Un diario esistenziale polifonico
È l’incontro di Stefano Gheller con questa realtà politica a determinare la volontà di raggiungere la Svizzera e, come Fabiano Antoniani, praticare l’eutanasia. La scelta crea un dibattito all’interno del tessuto narrativo del film, articolato sulle interviste dei vari testimoni della vita del protagonista. Tra queste quelle di Diego Silvestri, dell’Associazione Luca Coscioni e Beniamino Pizziol, già Vescovo emerito di Vincenza.

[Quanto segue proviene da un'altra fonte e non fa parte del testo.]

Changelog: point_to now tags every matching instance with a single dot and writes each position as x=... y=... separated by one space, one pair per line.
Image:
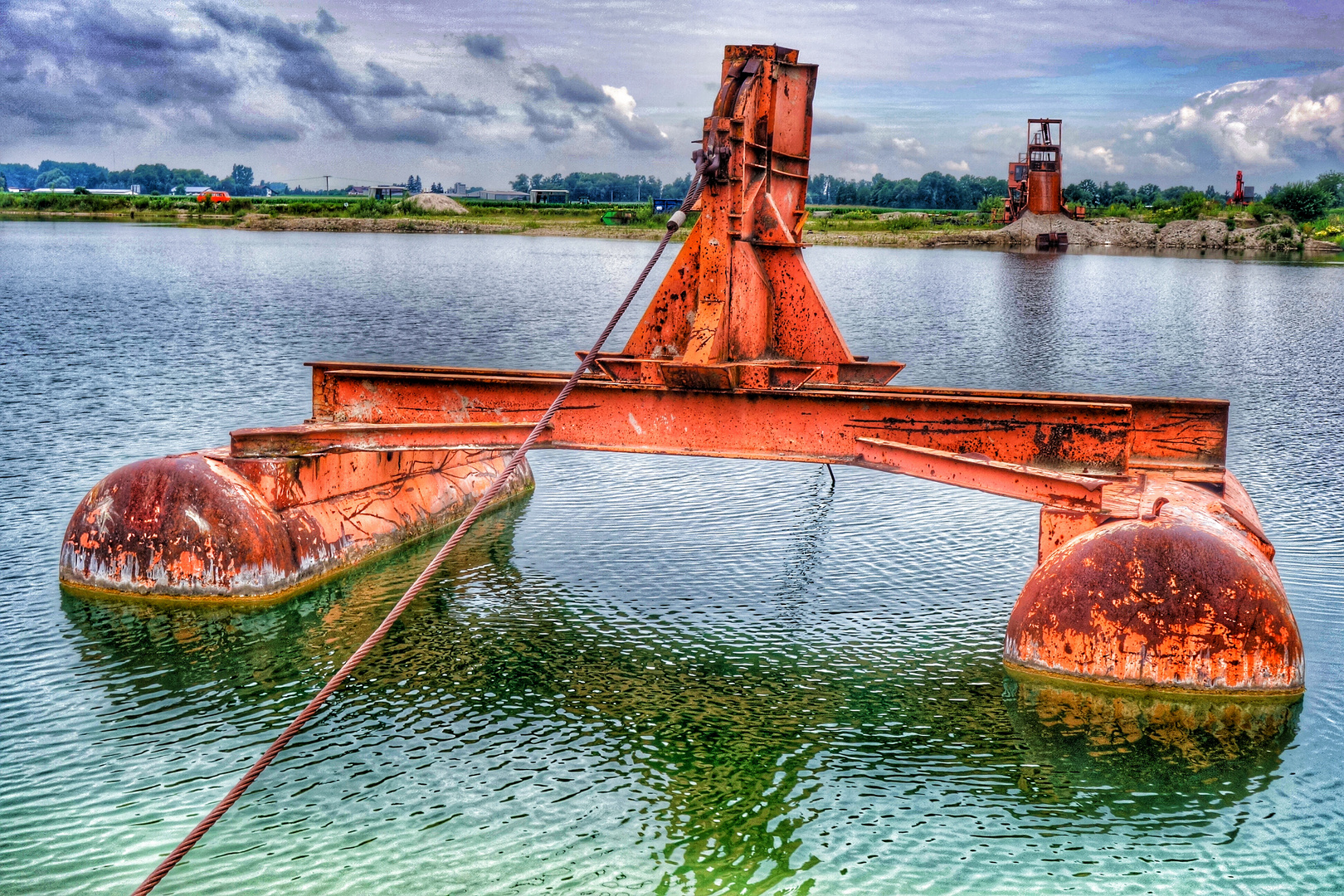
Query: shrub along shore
x=1259 y=227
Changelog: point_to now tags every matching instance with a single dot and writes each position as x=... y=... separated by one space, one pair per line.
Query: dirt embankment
x=1179 y=236
x=438 y=203
x=1176 y=236
x=441 y=226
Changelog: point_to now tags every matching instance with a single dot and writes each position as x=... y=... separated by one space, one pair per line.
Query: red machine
x=1035 y=180
x=1153 y=570
x=1239 y=195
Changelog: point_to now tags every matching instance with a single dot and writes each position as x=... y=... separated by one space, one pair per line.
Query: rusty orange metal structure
x=1035 y=180
x=1153 y=570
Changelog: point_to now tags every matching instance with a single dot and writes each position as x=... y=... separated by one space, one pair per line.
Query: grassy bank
x=834 y=225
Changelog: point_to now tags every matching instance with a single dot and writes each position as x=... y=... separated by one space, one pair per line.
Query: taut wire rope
x=381 y=631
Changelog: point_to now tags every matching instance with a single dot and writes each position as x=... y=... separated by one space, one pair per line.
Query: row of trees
x=1086 y=192
x=933 y=190
x=606 y=186
x=152 y=179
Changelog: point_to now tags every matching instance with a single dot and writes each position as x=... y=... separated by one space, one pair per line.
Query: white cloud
x=1272 y=123
x=908 y=148
x=621 y=99
x=1105 y=158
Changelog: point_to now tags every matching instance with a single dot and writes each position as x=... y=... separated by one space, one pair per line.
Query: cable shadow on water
x=799 y=581
x=513 y=694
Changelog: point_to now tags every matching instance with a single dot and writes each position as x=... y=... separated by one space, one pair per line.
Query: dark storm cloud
x=485 y=46
x=548 y=127
x=124 y=60
x=229 y=73
x=544 y=82
x=74 y=66
x=325 y=24
x=824 y=124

Ma come già è stato accennato, Massimiliano Fumagalli riesce a oltrepassare la malattia di Stefano. La scelta dell’eutanasia diventa una sorta di micro capitolo del film, che si sviluppa sull’intera vita di Stefano. Così intervista dopo intervista emerge la personalità del suo protagonista, un ragazzo e poi un uomo allegro, ironico e anticonformista.
In questa alternanza di voci, che il regista ha voluto costruire in maniera teatrale per lasciare imprimere le parole, viene fuori il rapporto tra Stefano e sua sorella Cristina. Due fratelli che litigano, che si amano, ma soprattutto che si sono alleati contro una terribile malattia che li accomuna.
Poi, c’è il rapporto tra Stefano e sua madre, che ha trasmesso la malattia ai suoi due figli. La figura materna è un’apparizione, un sogno, un ricordo sbiadito che riemerge nella mente, tra amore e odio.
In questo suo film documentario Massimiliano Fumagalli riesce a rendere il privato pubblico e dunque politico. Il particolare diventa universale, senza ricorre a nessuna sorta di spettacolarità. La narrazione è sincera, genuina, naturale, un diario esistenziale polifonico che diventa strumento politico. Dunque non ci resta che augurare buona vita a Lasciatemi morire ridendo, un’opera scritta e diretta da un giovane regista e prodotta da una giovane produttrice, Virginia Rosaschino.